Animal News

Notorious animal trainer southeast of Dallas gets shut down by USDA

Notorious animal trainer southeast of Dallas gets shut down by USDA

Doug Terranova elephant
Doug Terranova a decade ago, when he still had elephants. YouTube

A notorious animal exhibitor in Kaufman, Texas, with numerous violations has been shut down by the U.S. Department of Agriculture (USDA).

Doug Terranova had his license permanently revoked and has been ordered to pay $64,700 in fines.

According to a release, the order came after Terranova was found to be exhibiting tigers with Carden International Circus without a license — a violation of federal law that can merit criminal charges.

Terranova supplies animal shows — currently big cats — to circuses and fairs; a YouTube video shows the unfortunate road conditions for the animals. He has a lengthy record of violations dating back to 2005, including an incident in 2013, when one of his tigers escaped at a Shrine circus in Salina, Kansas, and confronted a woman in a public bathroom.

As a result, his license was suspended in 2016, and he was assessed $21,500 for violations of the federal Animal Welfare Act (AWA) and for failing to obey a previous cease-and-desist order. He's been sued for improper treatment of animals on the road and for unsafe handling, and given citations for substandard housing at his facility in Kaufman, with issues such as rotting floors and poorly secured roofs.

Before tigers, Terranova's prior history included his possession of three elephants. One named Kamba got loose and ran onto an Oklahoma roadway in 2009, where she was hit by an SUV.

In 2010, he sold Kamba and another elephant, Congo, to the Dallas Zoo. The zoo hired him as a zookeeper, but he was forced to resign in 2011.

In 2012, he was fined $25,000 by the USDA for the elephant accident, and subsequently barred from possessing elephants.

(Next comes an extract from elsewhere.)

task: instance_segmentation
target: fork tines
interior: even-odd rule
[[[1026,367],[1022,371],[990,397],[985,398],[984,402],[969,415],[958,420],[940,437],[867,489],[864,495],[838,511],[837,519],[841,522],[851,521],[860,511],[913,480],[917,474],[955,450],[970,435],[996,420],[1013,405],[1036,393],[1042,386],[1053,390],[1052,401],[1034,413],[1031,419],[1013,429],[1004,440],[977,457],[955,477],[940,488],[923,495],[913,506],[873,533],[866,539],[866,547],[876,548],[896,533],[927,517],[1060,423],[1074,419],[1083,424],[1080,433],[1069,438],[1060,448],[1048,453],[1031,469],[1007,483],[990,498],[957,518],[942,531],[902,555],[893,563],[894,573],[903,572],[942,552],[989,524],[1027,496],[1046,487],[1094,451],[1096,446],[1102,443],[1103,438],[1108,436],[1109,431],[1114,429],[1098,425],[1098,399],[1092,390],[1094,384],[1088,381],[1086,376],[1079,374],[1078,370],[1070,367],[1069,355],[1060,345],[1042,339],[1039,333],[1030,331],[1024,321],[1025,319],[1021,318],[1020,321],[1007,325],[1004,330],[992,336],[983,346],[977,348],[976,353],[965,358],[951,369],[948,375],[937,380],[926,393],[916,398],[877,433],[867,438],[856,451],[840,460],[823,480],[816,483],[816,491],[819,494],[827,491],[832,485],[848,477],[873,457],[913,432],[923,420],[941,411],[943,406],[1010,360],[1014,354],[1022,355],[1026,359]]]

That's when he switched to big cats. He was featured in a 2011 episode of Animal Planet, which shows him exposing his then 12-year-old daughter to direct contact with five tigers, and details the bloody attack he endured by one of his cougars. He acknowledges that his being in the cage alone was against protocol, but says, "I make the rules, so I can break 'em, right?"

In the decision to revoke Terranova's license, the officer wrote, "Although this sanction may seem relatively severe, Respondents' continued failures to abide by the Regulations and Standards, to the detriment of animal health and safety to the public, shows that Respondents are not qualified to be licensed."

PETA, the animal advocacy organization, has been on Terranova's case for more than a decade and more than once has forecast that his days as an animal trainer would come to an end. But this is the first time his license has been revoked permanently, although it's possible he'll file an appeal.

"Doug Terranova's years of allowing animals to escape and willfully evading federal inspectors have finally caught up with him," says PETA Foundation Director of Captive Animal Law Enforcement Brittany Peet in a statement. "With Terranova out of business, there are now only nine licensed exhibitors in the U.S. who force lions and tigers to perform in archaic circus shows — and PETA will keep working until that number is down to zero."